This holiday will, from this time forth, be seared with a sense of loss; the act of "giving thanks" forevermore infused with a gnawing grief. I know in this that I have plenty of companionship as I join the ranks of those who both grieve and celebrate, simultaneously, at Thanksgiving.

At the very end of the Lord of the Rings trilogy, Frodo gets to sail away with the Elves to the Gray Havens to live the remainder of his life in peace. While he goes forth in hope and thankfulness, he does not go forth unscathed. The wound incurred from a black blade of Mordor on Weathertop is a daily, permanent reminder to him that his world is one marked with loss and brokenness. He is thankful for his peace, but this peace has come at a price.

Psalm 92 is a vivid reminder that this intermingling of grief and giving thanks is not strange. This Psalm was penned for worshippers to sing on the Sabbath day. Most of us are probably familiar, through songs or readings, with the first four verses:

It is good to give thanks to the LORD, to sing praises to your name, O Most High; to declare your steadfast love in the morning, and your faithfulness by night, to the music of the lute and the harp, to the melody of the lyre. For you, O LORD, have made me glad by your work; at the works of your hands I sing for joy. (Psalm 92:1-4 ESV)
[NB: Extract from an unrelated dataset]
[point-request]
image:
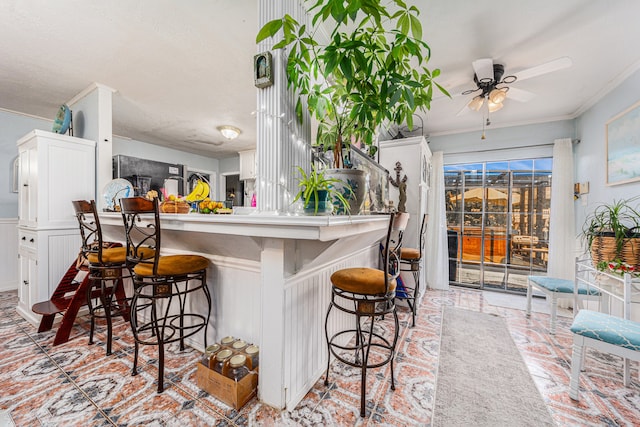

If there was ever a passage crafted to be read at the Thanksgiving table, this must be it. Yet, what many forget (including myself, until yesterday morning!) is that these stanzas of praise are imbedded with statements of suffering. Like finding that someone has put nuts in your holiday brownies (a travesty that should never be attempted), somehow grief and "giving thanks" find themselves wedded together in this Psalm:

...that though the wicked sprout like grass and all evildoers flourish, they are doomed to destruction forever; but you, O LORD, are on high forever. For behold, your enemies, O LORD, for behold, your enemies shall perish; all evildoers shall be scattered... My eyes have seen the downfall of my enemies; my ears have heard the doom of my evil assailants. (Psalm 92:7-9, 11 ESV)

There is no blissful ignorance here on the part of the Psalm writer. He recognizes full well that just outside the doors of the sanctuary lie untold heartache and pain. After all, the wicked are flourishing and growing like weeds.

Isn't that your experience as well?

No matter how safe, how secure, or how comfortable we feel, even for a brief Thanksgiving dinner, we know we have to walk out of the sanctuary and face the inevitable hardship. The fact that the Psalmist tells us that sin and suffering will be defeated "forever" is in itself a reminder that, for the moment, our life will be filled with our own Weathertops. 

Why in the world would God have given the Israelites this Psalm, a Psalm full of painful reminders of the realities of this life, to be sung on the Sabbath? The Sabbath, after all, was the day where God's people were supposed to "get away from it all," to find rest, strength, and renewal in the Lord. 

I think this is precisely the point. In order to find peace outside the sanctuary, God's people had to find peace within it. They had to taste the very presence of their Lord. While everything around them was fading, God's glory was a permanent fixture to their souls. And the way that God affixed this truth to their hearts was through the act of giving thanks.

Giving thanks, we must be reminded, is the antidote for our brokenness, because it is through this portal of thanks-giving that we find the truth of God's goodness.

What ills us may appear to have the upper hand now, but it is God who is "on high forever." He has the last Word. This is why we can give thanks not in SPITE of our circumstances but BECAUSE of our circumstances. These trials are God's ordained means to show us where our true haven lies - in Him.

Spurgeon says of this Psalm that, "It is good in itself, it is good for those who hear it: but it is especially good for our own hearts to give thanks unto the Lord and to sing praises unto the name of the Most High."

Let us do likewise. Happy Thanksgiving.